Oosthoek encyclopedie

Oosthoek's Uitgevers Mij. N.V (1916-1925)

Gepubliceerd op 19-01-2019

Eicel

betekenis & definitie

Eicel - de vrouwelijke geslachtscel. Bij den mensch is de eicel een ongeveer 0.2 m.m. groote cel, met een grooten ovalen kern en duidelijk kern-lichaampje. In het lichaam van de cel is een aantal dooierbolletjes opgehoopt. Om de e. is een wand, de zona pellucida, die door een aantal uiterst fijne kanaaltjes doorboord wordt; waar doorheen het voedsel de e. bereikt.

De e. ontwikkelt zich in den eierstok. Voordat de e. kan bevrucht worden moet zij rijpen. Dit rijpingsproces bestaat in een tweetal op elkaar volgende deelingen van de e'., de z. g. rijpingsdeelingen.

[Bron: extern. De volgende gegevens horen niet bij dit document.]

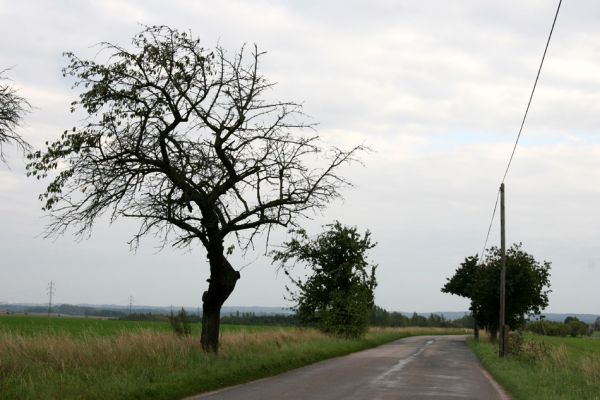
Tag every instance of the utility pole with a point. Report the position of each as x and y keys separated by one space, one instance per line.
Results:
x=50 y=290
x=130 y=304
x=502 y=341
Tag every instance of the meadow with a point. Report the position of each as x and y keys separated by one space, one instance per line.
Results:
x=559 y=368
x=78 y=358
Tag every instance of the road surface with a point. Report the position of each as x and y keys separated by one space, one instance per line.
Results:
x=421 y=367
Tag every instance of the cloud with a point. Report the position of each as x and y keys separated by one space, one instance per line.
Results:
x=437 y=89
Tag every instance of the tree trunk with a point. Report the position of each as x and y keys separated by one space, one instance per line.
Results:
x=220 y=285
x=493 y=334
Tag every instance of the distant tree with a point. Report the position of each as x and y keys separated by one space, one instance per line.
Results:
x=570 y=318
x=187 y=141
x=338 y=295
x=576 y=327
x=12 y=109
x=527 y=287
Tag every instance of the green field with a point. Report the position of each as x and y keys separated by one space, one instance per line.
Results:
x=78 y=327
x=547 y=368
x=78 y=358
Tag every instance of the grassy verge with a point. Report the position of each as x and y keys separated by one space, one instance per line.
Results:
x=150 y=364
x=546 y=368
x=27 y=325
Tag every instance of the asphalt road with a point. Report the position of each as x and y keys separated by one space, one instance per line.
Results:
x=423 y=367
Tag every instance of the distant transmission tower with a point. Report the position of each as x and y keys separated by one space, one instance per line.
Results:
x=50 y=290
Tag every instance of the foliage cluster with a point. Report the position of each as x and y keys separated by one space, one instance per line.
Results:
x=570 y=327
x=527 y=287
x=382 y=317
x=337 y=296
x=12 y=108
x=186 y=141
x=251 y=318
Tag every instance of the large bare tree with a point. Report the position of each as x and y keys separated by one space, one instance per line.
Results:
x=189 y=142
x=12 y=109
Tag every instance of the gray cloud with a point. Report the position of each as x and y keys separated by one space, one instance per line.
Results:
x=436 y=88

De eerste deeling is eene eenvoudige mitose, waarbij dus de chromatine gelijkelijk op de beide dochtercellen wordt verdeeld, alleen zijn de beide cellen niet even groot.

Bij de tweede deeling krijgt elk der beide cellen slechts de helft van het aantal chromosomen. Daarbij wordt dus het aantal erfelijke eigenschappen, die wij ons aan de chromosomen gebonden denken, tot de helft gereduceerd. Zie BEVRUCHTING.

Bij de zoogdieren komt de e. met die van den mensch overeen.

Bij de eierleggende dieren is de e. veel grooter. Zie EIERSTOK, EILEIDER. Eicel heet ook de vrouwelijke geslachtscel bij alle planten, die zich gewoonlijk onderscheidt door de groote hoeveelheid protoplasma en die meestal in verbinding blijft met de moederplant tot na de bevruchting; uitzonderingen daarop vindt men bij Zeewieren. Het woord ei voor deze cel is bij planten niet gebruikelijk.